No dia, a delegação brasileira da natação ainda faturou bronze nos 200m costas com Natália de Luccas, que é recordista sul-americana da prova, nos 400m livre com Marcos Ferrari e nos 400m medley com Julia Gerotto. Nos 100m livre, Graciele Herrmann fez dobradinha com Larissa, faturando a prata. Esperava-se mais nos 100m costas (em que o Brasil esteve desfalcado de seus melhores nomes) e de Natália. Leo de Deus cansou nos 400m livre.

A ginástica teve campanha perfeita. Com Juliana Santos, Isabelle Cruz, Lorrane dos Santos, Jade Barbosa, Daniele Hypolito e Julie Kim Sinmon, o Brasil venceu por equipes, apesar de resultados medianos da maioria das atletas. No individual geral, Jade se saiu bem, mostrou-se recuperada da lesão que a tirou do Mundial, e venceu com extrema tranquilidade.

LUTA – Não há como fingir que está bom, como insiste em fazer a CBLA nas redes sociais. A luta masculina vai muito mal. O Brasil não chegou sequer a uma final na greco-romana, disputada neste sábado, e teve que se contentar com duas medalhas de bronze em seis categorias. É pouco no cenário sul-americano.

Na até 59kg, Diego Romanelli venceu um argentino, perdeu de um venezuelano, e chegou ao terceiro lugar ganhando de um chileno. Já Ronisson Santiago (85kg) garantiu o bronze com vitórias sobre atletas de Chile e Bolívia e uma derrota na semifinal para um colombiano.

Na até 75kg, como só havia cinco inscritos, foi realizado um pentagonal. Angelo Moreira acabou em quarto. Rafael Pascoa (66kg) e Antonio Santos (130kg) perderam na estreia. Davi Albino (98kg) foi à repescagem, mas ficou sem medalha.

REMO – Ridículo o resultado brasileiro. Em quatro provas, só competiu em três, ganhando uma única medalha. Fabiana Beltrame, ex-campeã mundial, foi só prata no single skiff peso leve. Chegou 4s atrás da argentina Lucia Palermo. Anderson Nocetti/Ricardo Bruggmann completou atrás de Argentina, Chile e Venezuela, sem medalha no Dois Sem, enquanto os brasileiros fecharam a raia (último lugar) no double skiff peso leve. A Argentina ganhou todos os ouros.

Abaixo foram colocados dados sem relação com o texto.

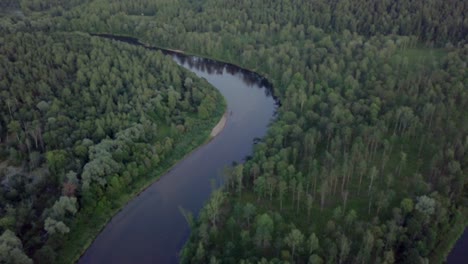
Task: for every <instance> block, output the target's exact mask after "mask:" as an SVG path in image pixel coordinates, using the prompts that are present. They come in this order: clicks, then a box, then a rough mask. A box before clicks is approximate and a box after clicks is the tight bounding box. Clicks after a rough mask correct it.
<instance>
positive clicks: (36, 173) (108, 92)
mask: <svg viewBox="0 0 468 264" xmlns="http://www.w3.org/2000/svg"><path fill="white" fill-rule="evenodd" d="M28 23H29V21H22V20H21V18H14V19H9V18H6V19H4V20H2V28H4V29H6V30H5V31H4V32H6V31H7V30H8V33H5V34H4V33H2V35H1V37H0V43H1V45H0V72H1V74H0V76H1V77H0V101H1V102H2V104H0V112H1V116H0V161H1V163H0V233H3V235H2V237H1V238H2V239H3V238H4V239H6V240H5V241H7V239H13V240H14V241H19V243H18V245H19V248H21V250H19V251H18V250H17V249H15V248H16V246H15V248H12V245H15V244H12V243H10V242H5V244H1V243H0V249H1V250H0V260H1V261H0V262H2V263H5V262H6V263H12V262H14V261H18V263H23V262H24V261H23V260H27V259H28V257H25V255H24V253H22V254H20V255H18V254H19V253H18V252H20V253H21V252H22V249H23V248H24V252H25V253H26V254H28V255H29V258H34V259H35V261H37V262H43V263H51V262H54V261H56V260H60V256H57V259H56V258H55V257H56V254H55V253H54V252H53V251H55V248H57V247H58V246H59V245H60V244H61V243H62V241H63V240H64V239H65V238H66V236H67V234H68V233H70V231H71V229H72V228H73V227H75V228H76V223H75V222H77V221H78V220H76V219H86V218H88V219H89V218H90V217H89V216H93V217H94V218H99V214H109V211H110V209H112V208H113V207H116V206H119V205H118V199H119V197H120V196H121V195H122V194H126V193H128V192H130V191H131V190H132V186H133V185H135V186H136V184H137V182H138V181H141V180H142V179H151V178H150V177H149V176H151V175H153V173H154V171H155V170H156V169H157V168H161V169H163V168H164V167H167V166H168V165H170V164H171V159H173V158H174V157H178V156H180V155H183V154H184V153H185V152H186V151H188V150H189V149H190V148H192V147H193V146H192V145H191V144H195V142H198V141H199V140H200V139H195V138H194V136H193V134H198V133H200V134H201V136H203V134H204V133H205V132H204V131H205V130H207V129H209V127H210V126H211V125H212V124H213V119H212V118H215V119H216V118H217V117H219V115H220V114H221V112H220V110H221V111H222V107H221V106H222V102H223V100H222V99H220V98H219V97H220V95H219V94H218V93H217V92H216V91H215V90H214V89H213V88H211V86H209V85H208V84H207V82H206V81H202V80H200V79H199V78H197V77H196V76H195V75H193V74H192V73H189V72H187V71H185V70H182V69H181V68H180V67H178V66H177V65H176V64H175V63H174V62H172V60H171V59H170V58H166V57H165V56H164V55H163V54H162V53H160V52H149V51H146V50H144V49H143V48H136V47H132V46H129V45H125V44H120V43H114V42H110V41H107V40H102V39H100V38H96V37H90V36H89V35H87V34H77V33H61V32H53V33H52V32H48V33H45V32H41V31H36V30H35V29H34V28H32V27H31V25H30V24H29V25H27V24H28ZM192 140H193V141H194V143H192V142H191V141H192ZM201 140H203V139H201ZM116 200H117V201H116ZM88 221H90V220H88ZM92 221H96V220H95V219H93V220H91V223H89V224H92V223H93V222H92ZM100 221H102V220H100ZM78 222H79V221H78ZM98 223H99V222H98ZM72 231H73V230H72ZM76 231H77V232H79V231H80V230H76ZM10 237H12V238H10ZM17 237H19V238H20V239H21V240H18V238H17ZM21 241H22V243H21ZM15 243H16V242H15ZM43 244H46V245H45V246H43V247H42V245H43ZM15 263H16V262H15Z"/></svg>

TRIATLO – Outra modalidade que fez muito feio. Fosse pelo ranking mundial, o Brasil deveria beliscar praticamente todas as medalhas. Só ganhou uma, de prata, com Pâmela Oliveira, que perdeu de uma chilena. Beatriz Neres foi quarta e Flávia Fernandes só a sétima. Já no masculino, Diogo Sclebin completou em quarto (atrás de dois argentinos e um chileno) e Bruno Matheus em sétimo.

HANDEBOL – Estreou com vitória no masculino, sobre a Venezuela, por 36 a 19.  Na segunda, o adversário é o Uruguai, com mais uma vitória certa do Brasil.

HIPISMO – Aqui, dentro do esperado. A equipe brasileira, com João Paulo dos Santos, João Victor Oliva, Leandro da Silva e Elisa Pio Aragão, superou com alguma forma argentinos e chilenos, seus únicos rivais.

HÓQUEI SOBRE A GRAMA – Cheio de holandeses no time, o Brasil estreou vencendo o Uruguai, por 1 a 0. Resultado importante para brigar por medalha. A Argentina deverá ficar com o ouro.

BMX – O time trial não é disputa olímpica, mas esperava-se mais. Renato Rezende ficou em segundo, superado por Carlos Zabala, da Colômbia, enquanto Miguel Dixini completou apenas na quinta colocação. No feminino, nenhuma medalha: Thaynara em quinto, Bianca em último, com algum problema.